Statistics from Altmetric.com
Self-reported body mass index (BMI) can substantially understate true BMI.
Conventional BMI thresholds for obesity may need to be adjusted downwards in order to obtain a more accurate profile of obesity from self-reported BMI data.
This article demonstrates different options for this adjustment.
Use of the Youden's J for downward adjustment involves an implicit weighting of the relative costs of false-positive and false-negative misclassification.
It is preferable for analysts to explicitly incorporate weighting of different costs. Depending on the approach, the downward adjustment required may be up to 4 units.
Strengths and limitations of this study
This article provides a clear analysis of criteria which can be used to adjust BMI thresholds when using self-reported data.
The approach adopted here can be applied to other datasets.
The article also shows how these adjustments may differ by age and gender.
The results may be specific to the time and place, Ireland in 2006.
Thus, while the approach is general, the specific adjustments adopted here may not be.
When analysing large scale, nationally representative datasets, obesity is typically measured via body mass index (BMI), weight (in kilos) divided by height (in metres) squared. The WHO suggests a threshold BMI of 25 for ‘overweight’, a threshold of 30 for ‘obesity’ and a threshold of 40 for ‘severely obese’.
BMI has been criticised as a measure of obesity with some authors suggesting that other measures such as total body fat, percentage body fat and waist circumference are superior measures of fatness.1 However, while these measures may provide a more accurate indicator of obesity, they are expensive to produce, and in terms of large-scale nationally representative datasets, the likelihood is that BMI will remain the most commonly used indicator of obesity for the foreseeable future.
However, there is a further measurement issue with BMI as it is frequently reported in large-scale nationally representative datasets. Once again, for reasons of economy, it is typically the case that BMI is calculated from self-reported height and weight. This clearly gives rise to a scope for misreporting (compared with true measured height and weight). If misreporting was random (people being as likely to over and under-report their height/weight) then reported mean BMI would still be unbiased, but reported variance would be higher than ‘true’ variance. However, if misreporting is systematic, then this represents a more serious problem, since it suggests that mean BMI as calculated from national samples may be biased, and further problems emerge if the degree of bias differs across categories such as age, gender and socioeconomic background.

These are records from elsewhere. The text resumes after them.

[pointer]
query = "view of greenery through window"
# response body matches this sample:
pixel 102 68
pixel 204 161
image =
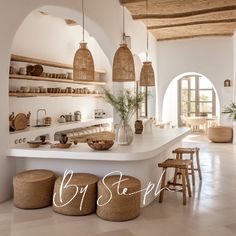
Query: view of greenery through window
pixel 197 96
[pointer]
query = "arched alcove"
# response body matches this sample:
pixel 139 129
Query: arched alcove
pixel 171 102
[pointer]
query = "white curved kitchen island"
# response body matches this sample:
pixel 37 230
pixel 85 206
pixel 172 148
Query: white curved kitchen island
pixel 140 159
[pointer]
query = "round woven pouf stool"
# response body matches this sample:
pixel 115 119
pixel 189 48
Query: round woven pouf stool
pixel 75 195
pixel 112 205
pixel 33 189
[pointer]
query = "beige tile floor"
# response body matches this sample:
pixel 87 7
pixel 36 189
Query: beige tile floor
pixel 211 210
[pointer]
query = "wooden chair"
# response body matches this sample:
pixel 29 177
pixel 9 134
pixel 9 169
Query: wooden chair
pixel 190 151
pixel 179 165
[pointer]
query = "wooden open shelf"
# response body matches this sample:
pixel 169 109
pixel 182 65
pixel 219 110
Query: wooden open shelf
pixel 46 63
pixel 25 95
pixel 46 79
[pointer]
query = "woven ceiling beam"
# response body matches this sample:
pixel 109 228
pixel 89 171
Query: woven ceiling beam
pixel 195 36
pixel 130 1
pixel 193 23
pixel 184 14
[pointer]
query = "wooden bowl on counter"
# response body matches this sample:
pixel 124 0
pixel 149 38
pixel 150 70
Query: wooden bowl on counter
pixel 34 144
pixel 100 145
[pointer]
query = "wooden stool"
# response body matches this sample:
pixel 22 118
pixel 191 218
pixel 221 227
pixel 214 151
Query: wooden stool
pixel 76 199
pixel 191 151
pixel 182 166
pixel 119 207
pixel 33 189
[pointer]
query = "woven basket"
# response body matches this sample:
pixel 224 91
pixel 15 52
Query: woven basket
pixel 220 134
pixel 147 77
pixel 120 207
pixel 83 67
pixel 123 65
pixel 101 144
pixel 73 208
pixel 33 189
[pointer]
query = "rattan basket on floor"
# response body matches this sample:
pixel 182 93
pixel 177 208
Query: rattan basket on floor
pixel 33 189
pixel 75 206
pixel 119 207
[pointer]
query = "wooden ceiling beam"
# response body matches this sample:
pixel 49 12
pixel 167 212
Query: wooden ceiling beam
pixel 123 2
pixel 184 14
pixel 195 36
pixel 193 23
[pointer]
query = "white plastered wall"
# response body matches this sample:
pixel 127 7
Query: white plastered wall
pixel 211 57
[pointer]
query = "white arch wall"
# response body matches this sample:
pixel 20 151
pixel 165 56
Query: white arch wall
pixel 103 21
pixel 171 103
pixel 211 57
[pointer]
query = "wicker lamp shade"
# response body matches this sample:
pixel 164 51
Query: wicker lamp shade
pixel 123 65
pixel 83 66
pixel 147 77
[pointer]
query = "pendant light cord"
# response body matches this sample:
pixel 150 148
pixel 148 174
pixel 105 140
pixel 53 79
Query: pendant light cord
pixel 83 17
pixel 123 24
pixel 147 30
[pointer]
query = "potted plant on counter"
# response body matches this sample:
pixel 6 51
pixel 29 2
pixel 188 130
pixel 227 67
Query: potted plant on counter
pixel 125 104
pixel 230 110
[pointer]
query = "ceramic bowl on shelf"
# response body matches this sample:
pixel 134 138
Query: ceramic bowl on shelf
pixel 61 145
pixel 100 145
pixel 34 144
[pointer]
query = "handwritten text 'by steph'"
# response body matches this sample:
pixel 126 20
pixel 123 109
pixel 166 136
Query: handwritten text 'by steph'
pixel 68 174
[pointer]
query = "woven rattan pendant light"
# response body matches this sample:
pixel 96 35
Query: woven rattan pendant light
pixel 83 66
pixel 147 77
pixel 123 62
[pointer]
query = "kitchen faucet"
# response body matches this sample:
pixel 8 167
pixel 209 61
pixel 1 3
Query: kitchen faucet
pixel 37 120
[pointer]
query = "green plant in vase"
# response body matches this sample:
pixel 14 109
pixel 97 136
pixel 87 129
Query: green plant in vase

Evidence worldwide suggests that misreporting in self-reported BMI is not random and that through a combination of over-statement of height and under-statement of weight, self-reported BMI will typically underestimate ‘true’ (or measured) BMI.2 The issue has also been analysed for Ireland showing that the degree of misreporting appears to be increasing over time.3
Analysis of Swiss data with self-reported and clinically measured BMI finds evidence that self-reported BMI understates obesity levels.4 Using receiver operating characteristic (ROC) curves, the threshold level of self-reported BMI is adjusted for it to provide the ‘optimal’ signal of true underlying BMI. However, the revised thresholds have been criticised on the basis that they are relevant only for this specific dataset, and for other datasets, different thresholds may be optimal.5 ,6
This paper further examines the relationship between self-reported and measured BMI and the nature of the optimal threshold adjustment. However, the paper employs a wider range of approaches to calculate the ‘optimal’ threshold and shows how calculated thresholds can vary quite substantially depending on the approach adopted. In particular, some of the more popular approaches may lead to analysts unconsciously making value judgements regarding the relative costs of different types of misclassification. The paper also examines whether the optimally calculated threshold differs according to characteristics such as age and gender.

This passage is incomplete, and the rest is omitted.